Upon entering the hospital room, Thorne greeted his team member, “How you doing?”
“Like I got kicked by a bull… lucky my vest took most of it.”
Thorne asked, “How much longer you going to be in here?”
“I asked them that…wouldn’t give me a definite date,” Connor said, “What about you, how long are you staying in DC?”
“I’ll be here overnight, got a room at the Trump International. I’m heading back tomorrow sometime. They give a pretty good discount for active duty personnel. I figured I’d hang out here and keep you company,” Thorne said.
The two Navy Seals watched several episodes of Gunsmoke on the western channel for a couple hours until Connor fell asleep. The nurse came in later and checked the wounded Seal’s vital signs, then commented, “Right now, his best medicine is rest. He’ll probably sleep through the night.”

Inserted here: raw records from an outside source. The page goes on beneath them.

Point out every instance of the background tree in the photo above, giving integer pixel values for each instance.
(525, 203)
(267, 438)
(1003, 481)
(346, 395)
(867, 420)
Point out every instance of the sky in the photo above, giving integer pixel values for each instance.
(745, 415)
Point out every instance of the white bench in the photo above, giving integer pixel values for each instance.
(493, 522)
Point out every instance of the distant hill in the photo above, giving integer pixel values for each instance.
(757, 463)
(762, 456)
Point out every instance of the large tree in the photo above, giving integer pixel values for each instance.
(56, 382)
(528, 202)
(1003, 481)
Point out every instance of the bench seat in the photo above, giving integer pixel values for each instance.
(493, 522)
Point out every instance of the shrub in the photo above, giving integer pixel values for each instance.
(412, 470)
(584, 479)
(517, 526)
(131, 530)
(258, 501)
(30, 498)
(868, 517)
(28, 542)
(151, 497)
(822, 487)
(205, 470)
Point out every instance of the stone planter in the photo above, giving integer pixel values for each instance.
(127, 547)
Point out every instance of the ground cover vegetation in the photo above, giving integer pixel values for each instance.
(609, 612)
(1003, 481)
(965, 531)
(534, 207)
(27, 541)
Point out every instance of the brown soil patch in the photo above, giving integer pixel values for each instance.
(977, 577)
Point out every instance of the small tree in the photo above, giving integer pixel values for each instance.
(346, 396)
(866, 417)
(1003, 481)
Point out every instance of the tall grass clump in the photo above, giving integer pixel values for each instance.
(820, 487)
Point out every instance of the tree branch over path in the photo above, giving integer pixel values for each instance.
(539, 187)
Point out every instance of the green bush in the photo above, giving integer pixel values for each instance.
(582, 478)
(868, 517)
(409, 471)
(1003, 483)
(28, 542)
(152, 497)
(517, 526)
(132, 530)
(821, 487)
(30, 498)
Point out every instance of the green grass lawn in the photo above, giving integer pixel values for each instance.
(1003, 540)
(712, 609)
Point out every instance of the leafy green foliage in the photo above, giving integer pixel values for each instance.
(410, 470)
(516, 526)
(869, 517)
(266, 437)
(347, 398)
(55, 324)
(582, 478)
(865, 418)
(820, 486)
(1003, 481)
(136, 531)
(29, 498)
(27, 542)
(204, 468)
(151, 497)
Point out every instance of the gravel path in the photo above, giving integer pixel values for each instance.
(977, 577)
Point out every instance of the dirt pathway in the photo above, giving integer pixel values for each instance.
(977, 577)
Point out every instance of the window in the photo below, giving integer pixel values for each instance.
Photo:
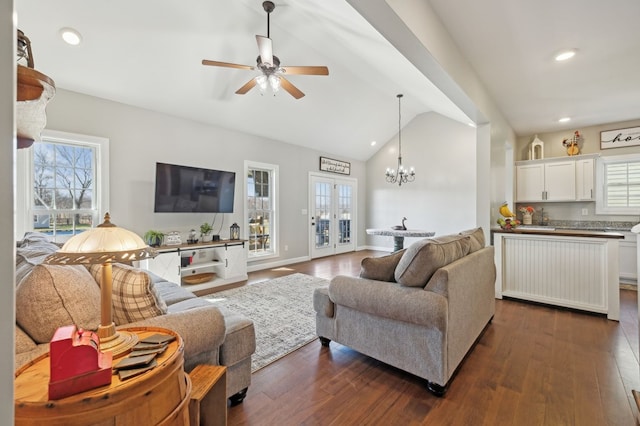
(64, 183)
(618, 189)
(261, 184)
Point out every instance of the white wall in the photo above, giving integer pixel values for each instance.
(138, 138)
(7, 171)
(421, 37)
(443, 196)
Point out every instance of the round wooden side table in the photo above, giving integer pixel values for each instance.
(158, 396)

“Is he going to be alright?” Thorne asked.
The nurse smiled, “He’ll be kicking down doors real soon.”
“If you would do me a favor, I’d appreciate it,” Thorne said.
“If I can,” The Nurse said.
Thorne requested, “Tell him that I’ll stop by tomorrow before heading back to base.”
After returning to his hotel room, Thorne commented to the desk clerk, “I noticed a lot of people in town, what’s going on?”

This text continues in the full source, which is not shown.